On returning to England, John raised an army to support his pretensions, while his confederate, Philip, took up arms in his behalf in France, and, entering Normandy, overran a great part of that duchy, although Rouen, the capital, was preserved principally by the exertions of the Earl of Essex, lately one of Richard's companions in the Holy Land. In England, also, John met with a general opposition to his usurpation of the regal authority, which soon compelled him to conclude an armistice with a council of regency that had been appointed by the prelates and barons. This was the position of affairs when Longchamp, having discovered Richard's place of confinement, after much solicitation prevailed upon the emperor to allow the royal prisoner to be brought before the diet at Hagenau, where, accordingly, he made his appearance on April 13, 1193, and defended himself with so much eloquence against the several charges made against him in regard to Tancred and the kingdom of Sicily, to his conquest of Cyprus, and to the murder of Conrad of Montferrat, that Henry found himself compelled by the general sentiment of the diet to order his chains to be immediately struck off, and to agree to enter upon negotiations for his ransom.

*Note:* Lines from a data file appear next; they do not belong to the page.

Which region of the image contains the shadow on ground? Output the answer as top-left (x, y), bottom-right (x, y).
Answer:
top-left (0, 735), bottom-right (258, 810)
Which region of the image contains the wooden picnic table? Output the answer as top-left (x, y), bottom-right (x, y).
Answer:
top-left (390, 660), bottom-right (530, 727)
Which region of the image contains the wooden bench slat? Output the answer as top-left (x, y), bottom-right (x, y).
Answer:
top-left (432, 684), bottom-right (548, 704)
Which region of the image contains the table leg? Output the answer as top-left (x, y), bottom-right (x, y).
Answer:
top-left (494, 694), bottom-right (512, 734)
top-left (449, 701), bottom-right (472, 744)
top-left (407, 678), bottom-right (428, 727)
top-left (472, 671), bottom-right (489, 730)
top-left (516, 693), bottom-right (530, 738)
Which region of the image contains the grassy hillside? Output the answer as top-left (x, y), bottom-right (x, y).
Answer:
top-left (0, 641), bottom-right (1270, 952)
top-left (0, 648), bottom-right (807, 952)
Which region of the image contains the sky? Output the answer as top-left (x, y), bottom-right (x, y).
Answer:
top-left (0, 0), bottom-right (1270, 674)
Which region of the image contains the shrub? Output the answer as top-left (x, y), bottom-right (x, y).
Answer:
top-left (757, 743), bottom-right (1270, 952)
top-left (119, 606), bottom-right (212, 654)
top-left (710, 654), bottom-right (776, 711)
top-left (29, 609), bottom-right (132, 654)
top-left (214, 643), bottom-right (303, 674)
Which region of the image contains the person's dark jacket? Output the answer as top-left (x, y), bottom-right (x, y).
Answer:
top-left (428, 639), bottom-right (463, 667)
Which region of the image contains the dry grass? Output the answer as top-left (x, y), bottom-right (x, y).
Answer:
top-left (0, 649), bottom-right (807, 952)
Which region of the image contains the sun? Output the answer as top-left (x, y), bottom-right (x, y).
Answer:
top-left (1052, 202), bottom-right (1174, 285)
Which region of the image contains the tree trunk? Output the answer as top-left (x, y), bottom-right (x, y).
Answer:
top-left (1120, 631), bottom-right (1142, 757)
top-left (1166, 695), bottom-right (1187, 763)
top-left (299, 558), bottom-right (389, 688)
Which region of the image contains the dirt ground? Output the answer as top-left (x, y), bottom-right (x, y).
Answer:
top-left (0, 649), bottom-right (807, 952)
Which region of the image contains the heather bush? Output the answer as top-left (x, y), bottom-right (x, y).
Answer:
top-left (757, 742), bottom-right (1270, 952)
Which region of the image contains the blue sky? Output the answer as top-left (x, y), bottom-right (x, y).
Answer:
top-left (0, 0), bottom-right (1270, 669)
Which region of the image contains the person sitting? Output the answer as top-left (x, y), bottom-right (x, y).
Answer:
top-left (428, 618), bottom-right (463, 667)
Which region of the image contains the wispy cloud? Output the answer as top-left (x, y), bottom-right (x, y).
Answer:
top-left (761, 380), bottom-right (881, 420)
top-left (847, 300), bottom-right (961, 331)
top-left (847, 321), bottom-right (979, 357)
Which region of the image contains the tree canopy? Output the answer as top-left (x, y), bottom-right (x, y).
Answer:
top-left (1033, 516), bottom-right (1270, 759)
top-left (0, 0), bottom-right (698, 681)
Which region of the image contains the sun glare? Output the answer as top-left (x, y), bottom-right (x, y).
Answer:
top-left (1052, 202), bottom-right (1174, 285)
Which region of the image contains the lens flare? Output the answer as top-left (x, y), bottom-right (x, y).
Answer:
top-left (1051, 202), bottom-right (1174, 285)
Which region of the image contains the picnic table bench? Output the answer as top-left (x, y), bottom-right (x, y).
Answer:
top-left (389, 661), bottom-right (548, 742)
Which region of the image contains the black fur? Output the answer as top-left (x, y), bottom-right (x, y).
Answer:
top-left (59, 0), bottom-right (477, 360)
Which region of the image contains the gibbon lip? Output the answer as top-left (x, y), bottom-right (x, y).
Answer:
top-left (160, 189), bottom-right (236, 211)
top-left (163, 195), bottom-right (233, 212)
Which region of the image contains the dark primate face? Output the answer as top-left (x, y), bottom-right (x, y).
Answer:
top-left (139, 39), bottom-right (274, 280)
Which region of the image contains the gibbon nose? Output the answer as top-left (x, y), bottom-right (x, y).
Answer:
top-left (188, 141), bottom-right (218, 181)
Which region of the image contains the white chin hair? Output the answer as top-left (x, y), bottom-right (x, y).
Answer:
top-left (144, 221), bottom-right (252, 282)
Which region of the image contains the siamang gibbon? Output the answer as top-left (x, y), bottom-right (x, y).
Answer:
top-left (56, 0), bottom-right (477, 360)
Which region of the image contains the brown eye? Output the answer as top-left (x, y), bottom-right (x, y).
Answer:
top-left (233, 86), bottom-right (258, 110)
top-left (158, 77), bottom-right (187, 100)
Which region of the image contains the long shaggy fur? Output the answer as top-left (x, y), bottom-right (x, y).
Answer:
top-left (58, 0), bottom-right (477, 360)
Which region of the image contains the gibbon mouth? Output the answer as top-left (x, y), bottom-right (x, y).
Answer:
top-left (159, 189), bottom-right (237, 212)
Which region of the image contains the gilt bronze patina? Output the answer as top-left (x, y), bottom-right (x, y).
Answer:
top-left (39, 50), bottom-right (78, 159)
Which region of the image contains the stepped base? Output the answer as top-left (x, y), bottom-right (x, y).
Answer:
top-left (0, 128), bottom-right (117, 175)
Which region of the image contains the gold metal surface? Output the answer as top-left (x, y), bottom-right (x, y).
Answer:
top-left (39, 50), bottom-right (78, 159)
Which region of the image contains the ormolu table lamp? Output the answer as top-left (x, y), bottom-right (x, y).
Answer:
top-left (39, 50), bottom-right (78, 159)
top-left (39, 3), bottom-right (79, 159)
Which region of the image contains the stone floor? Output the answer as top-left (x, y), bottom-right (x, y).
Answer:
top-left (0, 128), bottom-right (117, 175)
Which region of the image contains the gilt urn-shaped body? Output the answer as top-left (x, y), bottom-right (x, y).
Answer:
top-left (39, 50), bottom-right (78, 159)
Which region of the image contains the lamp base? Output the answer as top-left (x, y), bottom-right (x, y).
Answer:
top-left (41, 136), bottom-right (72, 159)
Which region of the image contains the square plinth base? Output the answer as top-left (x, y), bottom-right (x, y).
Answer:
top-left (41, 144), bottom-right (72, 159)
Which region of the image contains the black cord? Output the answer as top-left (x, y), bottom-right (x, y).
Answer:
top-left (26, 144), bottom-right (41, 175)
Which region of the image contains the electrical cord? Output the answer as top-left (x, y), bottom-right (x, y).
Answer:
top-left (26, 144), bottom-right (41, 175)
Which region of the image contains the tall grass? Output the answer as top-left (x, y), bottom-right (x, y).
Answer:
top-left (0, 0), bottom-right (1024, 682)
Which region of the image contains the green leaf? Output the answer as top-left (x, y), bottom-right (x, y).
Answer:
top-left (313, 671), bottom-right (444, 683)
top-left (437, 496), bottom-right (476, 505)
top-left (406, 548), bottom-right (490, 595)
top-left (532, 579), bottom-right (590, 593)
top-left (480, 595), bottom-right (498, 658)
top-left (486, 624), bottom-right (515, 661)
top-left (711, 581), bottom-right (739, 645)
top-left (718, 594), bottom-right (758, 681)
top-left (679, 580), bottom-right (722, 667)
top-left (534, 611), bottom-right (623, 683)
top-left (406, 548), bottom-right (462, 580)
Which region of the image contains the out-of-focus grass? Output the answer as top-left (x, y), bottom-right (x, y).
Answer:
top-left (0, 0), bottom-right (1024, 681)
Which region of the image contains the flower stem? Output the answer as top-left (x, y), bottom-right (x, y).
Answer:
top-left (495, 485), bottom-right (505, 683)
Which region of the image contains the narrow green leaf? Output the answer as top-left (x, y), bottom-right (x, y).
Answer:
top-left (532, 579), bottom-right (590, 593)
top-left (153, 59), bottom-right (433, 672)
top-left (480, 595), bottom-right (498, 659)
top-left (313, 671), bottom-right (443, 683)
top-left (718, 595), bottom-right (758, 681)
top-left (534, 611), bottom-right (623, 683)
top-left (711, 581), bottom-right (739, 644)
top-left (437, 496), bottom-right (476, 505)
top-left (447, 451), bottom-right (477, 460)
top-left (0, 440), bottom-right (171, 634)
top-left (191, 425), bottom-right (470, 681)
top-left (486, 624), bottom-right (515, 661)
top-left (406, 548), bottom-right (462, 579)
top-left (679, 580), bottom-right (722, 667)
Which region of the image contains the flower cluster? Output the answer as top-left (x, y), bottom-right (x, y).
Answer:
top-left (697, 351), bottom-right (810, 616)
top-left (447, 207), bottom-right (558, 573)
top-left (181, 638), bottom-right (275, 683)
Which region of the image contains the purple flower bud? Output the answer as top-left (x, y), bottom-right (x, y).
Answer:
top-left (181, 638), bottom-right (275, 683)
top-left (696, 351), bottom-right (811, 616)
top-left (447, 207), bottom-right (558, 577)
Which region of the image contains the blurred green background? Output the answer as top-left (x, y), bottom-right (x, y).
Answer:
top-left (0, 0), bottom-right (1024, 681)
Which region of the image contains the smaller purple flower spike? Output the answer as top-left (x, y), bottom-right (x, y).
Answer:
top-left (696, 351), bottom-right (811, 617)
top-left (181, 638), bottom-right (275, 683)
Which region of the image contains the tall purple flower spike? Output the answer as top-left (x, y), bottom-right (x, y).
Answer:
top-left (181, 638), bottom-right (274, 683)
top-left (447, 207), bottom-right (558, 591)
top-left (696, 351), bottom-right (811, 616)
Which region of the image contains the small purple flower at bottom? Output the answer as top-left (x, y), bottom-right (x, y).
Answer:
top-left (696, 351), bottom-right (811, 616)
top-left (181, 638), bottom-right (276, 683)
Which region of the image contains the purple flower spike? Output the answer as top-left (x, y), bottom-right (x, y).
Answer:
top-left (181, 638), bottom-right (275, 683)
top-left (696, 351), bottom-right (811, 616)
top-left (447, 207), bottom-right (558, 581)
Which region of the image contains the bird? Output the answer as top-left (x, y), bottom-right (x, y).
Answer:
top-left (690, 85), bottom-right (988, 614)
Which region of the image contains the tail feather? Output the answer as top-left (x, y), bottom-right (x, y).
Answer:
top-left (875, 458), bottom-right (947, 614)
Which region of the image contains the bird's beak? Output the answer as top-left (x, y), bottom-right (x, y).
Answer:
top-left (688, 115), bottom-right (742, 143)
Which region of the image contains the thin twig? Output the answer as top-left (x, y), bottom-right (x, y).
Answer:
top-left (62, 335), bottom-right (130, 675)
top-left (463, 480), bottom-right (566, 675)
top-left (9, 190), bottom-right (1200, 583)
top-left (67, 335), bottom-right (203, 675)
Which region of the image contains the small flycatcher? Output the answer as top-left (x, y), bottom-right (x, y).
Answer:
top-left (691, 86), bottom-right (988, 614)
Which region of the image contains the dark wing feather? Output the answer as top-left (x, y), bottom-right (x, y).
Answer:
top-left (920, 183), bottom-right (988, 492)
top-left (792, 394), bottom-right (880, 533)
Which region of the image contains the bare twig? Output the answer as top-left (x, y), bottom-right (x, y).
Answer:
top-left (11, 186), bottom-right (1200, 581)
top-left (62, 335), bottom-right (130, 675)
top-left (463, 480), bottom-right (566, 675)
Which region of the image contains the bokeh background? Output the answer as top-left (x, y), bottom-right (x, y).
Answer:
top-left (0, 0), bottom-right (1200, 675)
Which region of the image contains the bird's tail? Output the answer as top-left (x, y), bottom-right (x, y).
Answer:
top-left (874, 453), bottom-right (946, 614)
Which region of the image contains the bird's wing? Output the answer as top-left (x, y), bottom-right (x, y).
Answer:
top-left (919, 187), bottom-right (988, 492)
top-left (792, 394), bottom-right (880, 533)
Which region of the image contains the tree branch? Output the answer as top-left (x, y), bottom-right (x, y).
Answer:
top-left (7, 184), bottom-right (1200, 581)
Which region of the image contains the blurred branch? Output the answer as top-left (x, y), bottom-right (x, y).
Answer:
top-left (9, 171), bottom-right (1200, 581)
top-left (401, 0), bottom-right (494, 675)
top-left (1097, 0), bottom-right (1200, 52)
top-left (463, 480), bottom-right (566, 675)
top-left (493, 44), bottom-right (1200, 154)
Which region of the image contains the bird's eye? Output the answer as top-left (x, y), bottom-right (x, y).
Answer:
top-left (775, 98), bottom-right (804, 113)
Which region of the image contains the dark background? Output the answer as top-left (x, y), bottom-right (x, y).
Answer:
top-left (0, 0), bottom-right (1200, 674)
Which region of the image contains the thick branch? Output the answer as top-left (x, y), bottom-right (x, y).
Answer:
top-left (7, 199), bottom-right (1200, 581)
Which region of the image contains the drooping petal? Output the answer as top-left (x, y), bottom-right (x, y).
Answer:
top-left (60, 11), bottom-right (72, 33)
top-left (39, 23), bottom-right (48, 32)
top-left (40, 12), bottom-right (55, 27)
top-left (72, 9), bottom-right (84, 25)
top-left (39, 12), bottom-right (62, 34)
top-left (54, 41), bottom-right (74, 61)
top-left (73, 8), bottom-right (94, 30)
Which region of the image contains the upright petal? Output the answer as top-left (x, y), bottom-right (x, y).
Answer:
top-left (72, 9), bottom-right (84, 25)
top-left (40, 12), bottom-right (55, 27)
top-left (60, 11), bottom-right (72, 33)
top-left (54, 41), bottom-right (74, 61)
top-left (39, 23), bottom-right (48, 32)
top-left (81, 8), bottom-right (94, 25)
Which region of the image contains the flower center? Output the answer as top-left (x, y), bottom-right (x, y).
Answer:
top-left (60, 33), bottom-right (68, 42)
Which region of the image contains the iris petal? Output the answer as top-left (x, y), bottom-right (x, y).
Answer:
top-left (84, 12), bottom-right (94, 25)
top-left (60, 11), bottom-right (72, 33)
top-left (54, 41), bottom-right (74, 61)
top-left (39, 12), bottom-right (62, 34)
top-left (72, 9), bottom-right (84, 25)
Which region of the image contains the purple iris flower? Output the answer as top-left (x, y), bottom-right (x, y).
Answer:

Longchamp was immediately despatched to England with a letter to the council of regency, and the result was, that, notwithstanding the insidious efforts both of John and his friend, Philip of France, to prevent the conclusion of the treaty, Richard was at last liberated, on February 4, 1194, after seventy thousand marks had been actually paid to the emperor, and hostages given for the payment of thirty thousand more. The English king had also engaged to release both Isaac of Cyprus and his daughter, and he had besides, at the persuasion, it is said, of his mother, Eleanor, the more effectually to conciliate Henry, formally resigned his crown into the hand of the emperor, who immediately restored it to him to be held as a fief of the empire, and burdened with a yearly feudal payment to his superior lord of five thousand pounds. This strange transaction rests on the authority of the contemporary annalist Hoveden. Richard, descending the Rhine as far as Cologne, proceeded thence across the country to Antwerp, and, embarking there on board his own fleet, landed at Sandwich on March 13th.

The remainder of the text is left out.